Au profit des Français d’abord, puis du reste des hommes, l’horizon dramatique s’entr’ouvre, et bientôt, de ses anciennes bornes, s’étend jusqu’à celles du monde habité. Sur cette scène où lui-même débutait naguère par des Œdipe, des Mariamne et des Eriphyle, où l’on ne déclamait guère qu’entre Grecs et Romains, où même on ne s’égorgeait qu’entre empereurs et satrapes, ou consulaires pour le moins, voici venir des Nérestan et des Tancrède, voici des Nemours et voilà des Vendôme, et, presque pour la première fois, les souvenirs de l’histoire nationale s’égalent en dignité tragique à ceux de la légende des Atrides et des Labdacides.
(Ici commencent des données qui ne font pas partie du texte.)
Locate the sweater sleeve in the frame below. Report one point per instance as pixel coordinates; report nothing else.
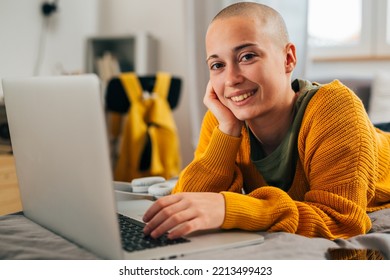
(334, 181)
(338, 157)
(213, 168)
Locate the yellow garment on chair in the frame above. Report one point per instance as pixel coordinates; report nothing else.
(148, 115)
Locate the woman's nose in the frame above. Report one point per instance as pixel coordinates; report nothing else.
(233, 75)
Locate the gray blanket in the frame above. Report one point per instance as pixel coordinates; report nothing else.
(21, 238)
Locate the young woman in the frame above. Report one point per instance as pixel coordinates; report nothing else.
(275, 154)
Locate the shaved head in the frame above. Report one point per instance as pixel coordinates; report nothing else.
(270, 20)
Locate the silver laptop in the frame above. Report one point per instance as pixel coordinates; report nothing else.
(59, 139)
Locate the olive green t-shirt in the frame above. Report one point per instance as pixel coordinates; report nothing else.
(278, 168)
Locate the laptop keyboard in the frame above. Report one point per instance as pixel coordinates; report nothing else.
(133, 238)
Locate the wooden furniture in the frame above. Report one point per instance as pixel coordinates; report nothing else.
(9, 190)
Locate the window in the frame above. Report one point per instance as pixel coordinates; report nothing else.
(349, 28)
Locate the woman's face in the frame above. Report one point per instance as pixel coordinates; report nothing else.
(248, 68)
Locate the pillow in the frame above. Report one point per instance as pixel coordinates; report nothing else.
(379, 105)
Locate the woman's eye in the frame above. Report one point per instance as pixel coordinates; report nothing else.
(247, 57)
(216, 66)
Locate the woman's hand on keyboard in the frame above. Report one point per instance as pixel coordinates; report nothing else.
(183, 213)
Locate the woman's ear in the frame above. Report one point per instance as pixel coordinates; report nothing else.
(291, 58)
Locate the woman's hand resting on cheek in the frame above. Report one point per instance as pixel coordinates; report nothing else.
(228, 123)
(183, 213)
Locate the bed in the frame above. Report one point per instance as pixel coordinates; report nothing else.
(20, 238)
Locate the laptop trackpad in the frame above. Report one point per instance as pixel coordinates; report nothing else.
(134, 208)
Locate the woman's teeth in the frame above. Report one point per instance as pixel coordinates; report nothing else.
(241, 97)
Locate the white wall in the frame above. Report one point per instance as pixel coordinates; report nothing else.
(21, 32)
(21, 25)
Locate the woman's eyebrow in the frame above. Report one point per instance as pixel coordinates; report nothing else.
(235, 49)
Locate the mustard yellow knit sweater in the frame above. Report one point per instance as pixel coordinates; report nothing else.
(343, 172)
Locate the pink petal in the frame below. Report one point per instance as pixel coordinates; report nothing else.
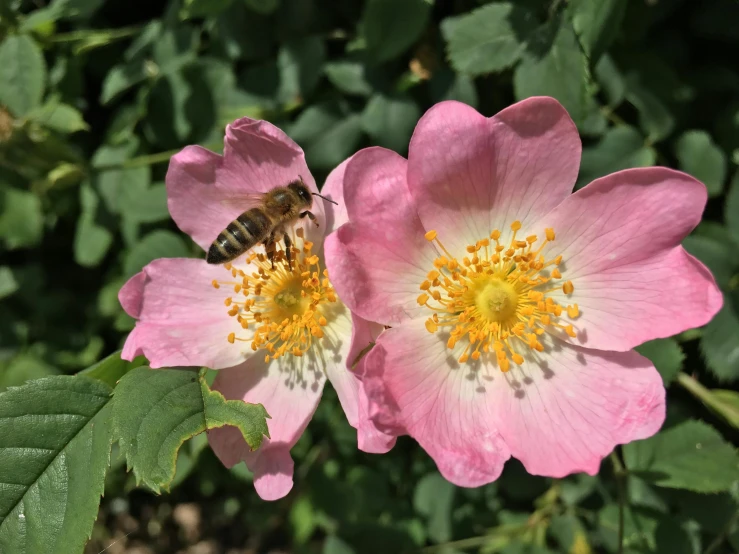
(443, 405)
(378, 260)
(290, 395)
(333, 188)
(566, 413)
(203, 188)
(620, 241)
(182, 319)
(469, 175)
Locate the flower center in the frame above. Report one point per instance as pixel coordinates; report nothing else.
(498, 298)
(283, 305)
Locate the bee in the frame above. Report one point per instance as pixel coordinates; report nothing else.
(265, 223)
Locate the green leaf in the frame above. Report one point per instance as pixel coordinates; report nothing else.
(157, 244)
(554, 65)
(156, 410)
(111, 369)
(620, 148)
(731, 208)
(8, 284)
(691, 455)
(597, 23)
(666, 355)
(390, 120)
(121, 78)
(719, 344)
(59, 117)
(390, 27)
(488, 39)
(699, 156)
(22, 74)
(335, 143)
(21, 218)
(717, 254)
(334, 545)
(348, 77)
(91, 241)
(434, 499)
(55, 438)
(447, 85)
(654, 117)
(262, 6)
(299, 63)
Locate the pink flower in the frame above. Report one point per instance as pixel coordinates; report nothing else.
(515, 304)
(276, 335)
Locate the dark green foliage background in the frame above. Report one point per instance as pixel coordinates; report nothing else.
(98, 95)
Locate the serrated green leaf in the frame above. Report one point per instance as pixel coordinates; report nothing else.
(666, 355)
(390, 120)
(488, 39)
(55, 437)
(554, 65)
(111, 369)
(620, 148)
(719, 344)
(691, 455)
(434, 498)
(596, 23)
(157, 244)
(698, 155)
(156, 410)
(21, 218)
(390, 27)
(22, 74)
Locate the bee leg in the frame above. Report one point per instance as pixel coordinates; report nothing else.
(270, 247)
(310, 216)
(288, 250)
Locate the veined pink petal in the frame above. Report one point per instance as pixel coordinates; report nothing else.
(445, 406)
(290, 396)
(205, 191)
(333, 188)
(469, 175)
(378, 260)
(620, 241)
(182, 320)
(564, 414)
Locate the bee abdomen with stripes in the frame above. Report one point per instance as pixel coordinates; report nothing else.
(242, 234)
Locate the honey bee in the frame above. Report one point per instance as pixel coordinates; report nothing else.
(265, 223)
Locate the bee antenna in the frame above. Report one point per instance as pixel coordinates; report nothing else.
(326, 199)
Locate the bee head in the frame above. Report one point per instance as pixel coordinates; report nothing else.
(303, 192)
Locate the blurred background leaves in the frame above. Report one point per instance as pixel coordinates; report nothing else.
(96, 96)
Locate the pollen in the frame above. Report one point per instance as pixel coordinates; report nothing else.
(283, 304)
(497, 299)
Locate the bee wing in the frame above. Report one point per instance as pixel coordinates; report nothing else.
(244, 201)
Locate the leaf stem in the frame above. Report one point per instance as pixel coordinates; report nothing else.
(620, 473)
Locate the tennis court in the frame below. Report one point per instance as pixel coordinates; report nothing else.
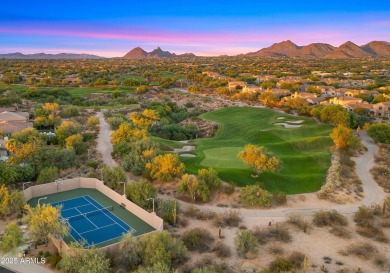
(90, 222)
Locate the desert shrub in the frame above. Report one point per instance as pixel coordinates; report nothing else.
(273, 233)
(281, 265)
(329, 218)
(245, 243)
(362, 250)
(222, 250)
(298, 221)
(192, 212)
(340, 231)
(279, 198)
(198, 239)
(275, 249)
(381, 261)
(209, 263)
(230, 218)
(297, 258)
(183, 222)
(373, 233)
(364, 217)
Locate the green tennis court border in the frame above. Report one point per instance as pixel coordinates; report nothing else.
(139, 225)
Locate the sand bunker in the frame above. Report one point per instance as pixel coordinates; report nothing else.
(186, 148)
(286, 125)
(295, 121)
(187, 155)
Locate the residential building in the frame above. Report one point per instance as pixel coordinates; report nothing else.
(381, 110)
(233, 85)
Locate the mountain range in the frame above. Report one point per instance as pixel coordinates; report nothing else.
(375, 49)
(138, 53)
(44, 56)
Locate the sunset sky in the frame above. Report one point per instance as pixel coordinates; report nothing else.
(111, 28)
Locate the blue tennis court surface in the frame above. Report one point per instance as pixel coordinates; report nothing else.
(90, 222)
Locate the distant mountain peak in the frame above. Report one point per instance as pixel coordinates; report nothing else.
(156, 53)
(321, 50)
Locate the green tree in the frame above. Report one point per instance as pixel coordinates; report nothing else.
(44, 220)
(380, 98)
(136, 154)
(254, 195)
(188, 185)
(245, 243)
(48, 174)
(112, 176)
(255, 157)
(210, 178)
(17, 201)
(77, 260)
(343, 137)
(156, 268)
(12, 237)
(332, 113)
(139, 192)
(66, 129)
(74, 142)
(380, 132)
(5, 200)
(130, 251)
(8, 174)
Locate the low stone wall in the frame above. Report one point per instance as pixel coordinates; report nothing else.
(92, 183)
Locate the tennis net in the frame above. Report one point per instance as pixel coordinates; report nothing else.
(90, 213)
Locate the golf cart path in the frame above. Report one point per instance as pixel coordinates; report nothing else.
(373, 194)
(105, 148)
(104, 145)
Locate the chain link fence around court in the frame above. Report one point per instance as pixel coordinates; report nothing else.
(92, 183)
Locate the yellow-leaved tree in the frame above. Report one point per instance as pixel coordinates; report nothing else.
(255, 157)
(21, 151)
(51, 107)
(165, 167)
(44, 220)
(5, 200)
(125, 133)
(92, 121)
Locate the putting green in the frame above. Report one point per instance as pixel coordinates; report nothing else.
(304, 152)
(223, 158)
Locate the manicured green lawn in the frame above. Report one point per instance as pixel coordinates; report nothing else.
(171, 74)
(304, 152)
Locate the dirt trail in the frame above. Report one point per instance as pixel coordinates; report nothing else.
(104, 145)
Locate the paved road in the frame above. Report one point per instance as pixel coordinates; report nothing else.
(373, 194)
(104, 145)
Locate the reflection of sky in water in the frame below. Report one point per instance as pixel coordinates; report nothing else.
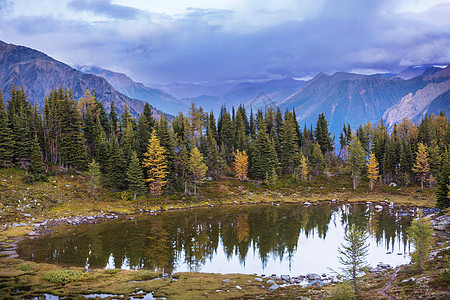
(313, 255)
(200, 240)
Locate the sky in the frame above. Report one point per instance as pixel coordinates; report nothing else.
(163, 41)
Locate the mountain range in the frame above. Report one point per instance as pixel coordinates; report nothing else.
(342, 97)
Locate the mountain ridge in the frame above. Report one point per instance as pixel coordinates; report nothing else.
(39, 73)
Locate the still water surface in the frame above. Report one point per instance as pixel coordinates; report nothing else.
(263, 239)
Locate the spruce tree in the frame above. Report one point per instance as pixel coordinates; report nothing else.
(6, 146)
(116, 167)
(155, 163)
(241, 165)
(290, 154)
(420, 234)
(422, 165)
(135, 178)
(372, 170)
(37, 163)
(264, 157)
(197, 168)
(322, 134)
(356, 159)
(94, 175)
(443, 186)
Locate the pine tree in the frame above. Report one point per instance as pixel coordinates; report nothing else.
(156, 165)
(6, 146)
(322, 134)
(422, 165)
(271, 177)
(94, 175)
(116, 167)
(241, 165)
(356, 159)
(37, 163)
(420, 233)
(197, 168)
(443, 186)
(353, 255)
(264, 157)
(372, 170)
(135, 178)
(165, 137)
(304, 168)
(290, 154)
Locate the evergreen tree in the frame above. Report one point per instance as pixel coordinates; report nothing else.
(290, 154)
(6, 146)
(197, 168)
(372, 170)
(241, 165)
(422, 165)
(322, 134)
(135, 178)
(406, 160)
(420, 233)
(304, 168)
(145, 126)
(356, 159)
(94, 175)
(353, 255)
(116, 167)
(37, 163)
(113, 121)
(443, 186)
(165, 138)
(156, 164)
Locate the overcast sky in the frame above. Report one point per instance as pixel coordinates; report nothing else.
(161, 41)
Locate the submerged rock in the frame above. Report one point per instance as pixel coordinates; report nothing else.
(273, 287)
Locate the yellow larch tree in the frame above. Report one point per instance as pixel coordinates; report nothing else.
(156, 165)
(372, 170)
(422, 165)
(241, 165)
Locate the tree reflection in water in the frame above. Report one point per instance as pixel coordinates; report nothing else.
(191, 239)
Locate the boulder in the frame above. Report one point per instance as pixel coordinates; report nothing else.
(285, 277)
(273, 287)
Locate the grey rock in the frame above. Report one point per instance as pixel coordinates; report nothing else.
(313, 276)
(285, 277)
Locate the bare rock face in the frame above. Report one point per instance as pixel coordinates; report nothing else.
(38, 74)
(415, 105)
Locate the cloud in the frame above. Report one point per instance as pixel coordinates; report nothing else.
(205, 44)
(105, 8)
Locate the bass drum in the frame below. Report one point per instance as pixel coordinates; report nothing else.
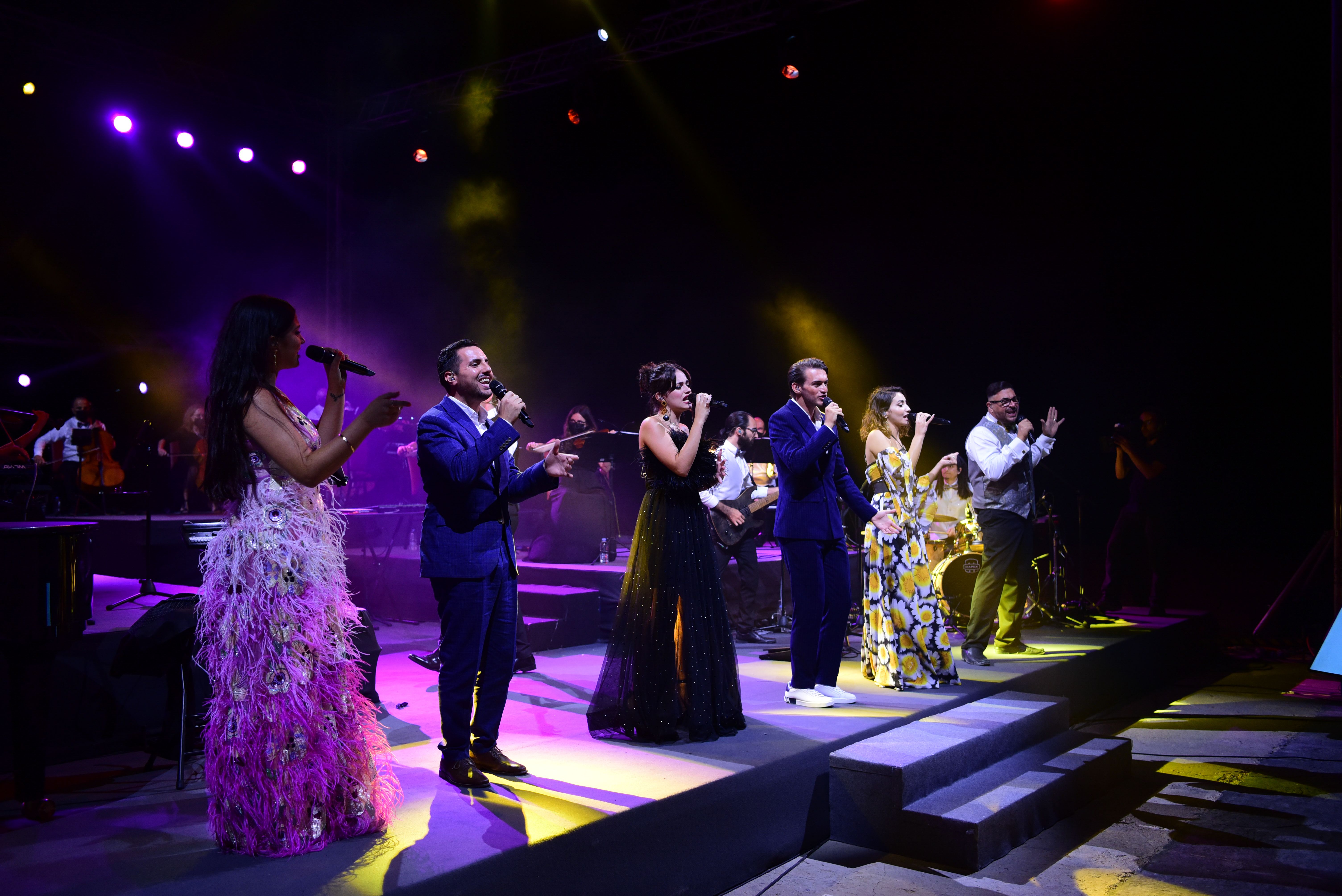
(953, 581)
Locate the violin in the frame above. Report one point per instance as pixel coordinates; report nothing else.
(97, 467)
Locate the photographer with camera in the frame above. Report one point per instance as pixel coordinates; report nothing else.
(1141, 458)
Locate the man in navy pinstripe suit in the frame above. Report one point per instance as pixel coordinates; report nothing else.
(468, 554)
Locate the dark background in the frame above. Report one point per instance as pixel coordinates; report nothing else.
(1106, 203)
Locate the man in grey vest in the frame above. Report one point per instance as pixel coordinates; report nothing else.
(1002, 473)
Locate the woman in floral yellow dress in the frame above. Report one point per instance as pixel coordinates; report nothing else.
(905, 643)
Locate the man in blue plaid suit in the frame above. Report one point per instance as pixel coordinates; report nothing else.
(468, 554)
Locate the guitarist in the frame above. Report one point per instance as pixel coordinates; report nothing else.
(66, 479)
(749, 611)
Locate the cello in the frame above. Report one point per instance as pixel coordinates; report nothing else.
(97, 467)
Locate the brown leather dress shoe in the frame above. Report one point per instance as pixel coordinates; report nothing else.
(496, 762)
(462, 773)
(1022, 650)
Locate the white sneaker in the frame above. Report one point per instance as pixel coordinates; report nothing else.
(807, 698)
(837, 694)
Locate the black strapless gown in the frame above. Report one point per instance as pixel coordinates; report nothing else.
(672, 663)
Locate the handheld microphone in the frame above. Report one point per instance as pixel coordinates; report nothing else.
(324, 356)
(839, 420)
(500, 391)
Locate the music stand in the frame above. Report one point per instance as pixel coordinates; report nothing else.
(147, 585)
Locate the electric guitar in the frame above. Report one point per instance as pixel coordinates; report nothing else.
(729, 534)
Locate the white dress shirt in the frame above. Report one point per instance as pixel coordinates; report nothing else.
(996, 459)
(481, 420)
(816, 419)
(69, 451)
(735, 479)
(512, 450)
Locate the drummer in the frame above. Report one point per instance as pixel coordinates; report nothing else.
(952, 494)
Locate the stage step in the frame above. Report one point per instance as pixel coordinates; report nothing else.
(906, 764)
(968, 785)
(978, 820)
(559, 615)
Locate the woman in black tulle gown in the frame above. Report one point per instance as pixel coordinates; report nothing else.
(672, 666)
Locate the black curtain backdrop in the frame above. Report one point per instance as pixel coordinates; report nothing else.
(1108, 203)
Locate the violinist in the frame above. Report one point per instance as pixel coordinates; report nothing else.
(66, 471)
(582, 510)
(186, 453)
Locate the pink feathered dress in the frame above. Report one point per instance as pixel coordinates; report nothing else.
(294, 757)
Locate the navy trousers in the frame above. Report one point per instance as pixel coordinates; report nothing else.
(822, 595)
(480, 634)
(1003, 581)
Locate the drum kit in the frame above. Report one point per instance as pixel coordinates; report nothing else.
(959, 558)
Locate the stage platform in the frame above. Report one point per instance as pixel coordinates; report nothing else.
(594, 817)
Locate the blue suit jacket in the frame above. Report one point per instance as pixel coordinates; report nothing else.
(470, 481)
(812, 477)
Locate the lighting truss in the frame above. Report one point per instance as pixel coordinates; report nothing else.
(80, 48)
(682, 29)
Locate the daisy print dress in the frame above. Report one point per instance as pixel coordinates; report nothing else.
(905, 643)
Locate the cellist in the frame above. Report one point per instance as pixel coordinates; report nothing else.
(66, 475)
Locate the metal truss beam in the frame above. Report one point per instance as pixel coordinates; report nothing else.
(80, 48)
(669, 33)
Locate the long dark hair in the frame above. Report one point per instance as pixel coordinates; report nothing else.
(878, 406)
(583, 411)
(963, 486)
(237, 371)
(659, 377)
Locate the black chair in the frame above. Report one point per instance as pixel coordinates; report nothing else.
(163, 642)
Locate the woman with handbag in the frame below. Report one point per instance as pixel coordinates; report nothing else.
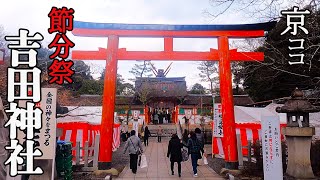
(174, 152)
(194, 149)
(135, 149)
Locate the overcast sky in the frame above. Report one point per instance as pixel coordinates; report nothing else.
(33, 15)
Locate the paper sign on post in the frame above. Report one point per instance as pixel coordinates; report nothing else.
(271, 148)
(217, 120)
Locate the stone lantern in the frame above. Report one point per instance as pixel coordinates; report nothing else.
(298, 134)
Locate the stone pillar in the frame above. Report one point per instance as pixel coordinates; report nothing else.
(299, 143)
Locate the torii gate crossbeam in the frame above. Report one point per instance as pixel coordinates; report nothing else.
(112, 54)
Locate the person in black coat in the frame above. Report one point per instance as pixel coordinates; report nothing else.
(174, 151)
(147, 134)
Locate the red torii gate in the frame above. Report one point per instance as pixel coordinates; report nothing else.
(112, 54)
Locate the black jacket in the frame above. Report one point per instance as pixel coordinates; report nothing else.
(174, 150)
(147, 134)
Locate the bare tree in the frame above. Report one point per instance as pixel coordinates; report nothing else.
(260, 9)
(4, 134)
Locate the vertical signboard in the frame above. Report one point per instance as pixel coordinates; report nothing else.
(135, 114)
(135, 126)
(47, 135)
(217, 120)
(271, 148)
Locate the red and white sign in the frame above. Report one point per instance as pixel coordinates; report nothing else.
(271, 147)
(217, 120)
(188, 113)
(1, 56)
(136, 114)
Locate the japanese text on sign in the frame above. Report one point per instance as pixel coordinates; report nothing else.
(61, 21)
(24, 85)
(271, 147)
(293, 25)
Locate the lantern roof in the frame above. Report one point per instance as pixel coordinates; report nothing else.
(297, 104)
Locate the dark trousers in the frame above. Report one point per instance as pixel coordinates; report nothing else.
(179, 167)
(133, 162)
(146, 141)
(194, 162)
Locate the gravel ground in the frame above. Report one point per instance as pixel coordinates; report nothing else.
(217, 164)
(119, 161)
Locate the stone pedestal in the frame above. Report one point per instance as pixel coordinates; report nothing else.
(299, 143)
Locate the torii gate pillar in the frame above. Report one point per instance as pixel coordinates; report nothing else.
(227, 106)
(109, 96)
(112, 54)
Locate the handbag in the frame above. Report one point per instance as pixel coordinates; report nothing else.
(138, 152)
(144, 162)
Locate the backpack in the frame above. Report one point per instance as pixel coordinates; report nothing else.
(195, 146)
(185, 155)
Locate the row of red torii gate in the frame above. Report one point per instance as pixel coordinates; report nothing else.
(223, 54)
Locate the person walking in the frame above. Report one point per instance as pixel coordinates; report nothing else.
(135, 148)
(194, 147)
(147, 134)
(200, 138)
(159, 133)
(174, 152)
(156, 119)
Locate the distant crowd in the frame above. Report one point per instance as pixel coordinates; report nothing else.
(191, 145)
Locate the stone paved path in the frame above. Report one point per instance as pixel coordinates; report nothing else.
(159, 166)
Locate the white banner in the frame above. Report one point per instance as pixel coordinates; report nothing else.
(271, 148)
(188, 113)
(217, 120)
(135, 114)
(135, 126)
(47, 136)
(1, 56)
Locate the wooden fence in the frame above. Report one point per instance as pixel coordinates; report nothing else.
(87, 157)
A leur tour, en dépit de Boileau, les « mystères terribles » de la foi des chrétiens, égayés d’ornemens dont la Jérusalem ou le Roland au besoin ont donné le modèle, viennent entremêler « à tout ce que l’amour a de plus touchant et de plus furieux tout ce que la religion peut avoir de plus imposant ou même de plus tendre, » la plainte harmonieuse et résignée de Zaïre aux éclats passionnés de la voix d’Orosmane, ou les soupirs d’Alzire aux remords de Zamore. Et la scène change et s’élargit encore : ce sont maintenant d’autres lieux, l’Arabie après la Palestine, et, après l’Amérique, la Chine ; ce sont d’autres costumes et ce sont d’autres personnages, Mahomet et Gengiskan, des Péruviens et des Tartares, des « mandarins » et des « caciques, » tout un monde ignoré de Rollin ou qui n’était connu que des lecteurs des Lettres édifiantes. Et, en effet, puisque le malheur et la souffrance, puisque la violence et le crime sont de tous les temps et de tous les pays, puisque les Chinois et les Américains ont des sens et un cœur comme nous ou puisqu’il n’est pas enfin de distinctions qui ne s’évanouissent dans l’égalité suprême de la douleur et de la mort, pourquoi, mandarins ou caciques, ne vaudraient-ils pas bien un consul de Rome, Mahomet un roi de Mycènes ou d’Ithaque, et l’orphelin lui-même de la famille Tchao celui de la maison de Juda ?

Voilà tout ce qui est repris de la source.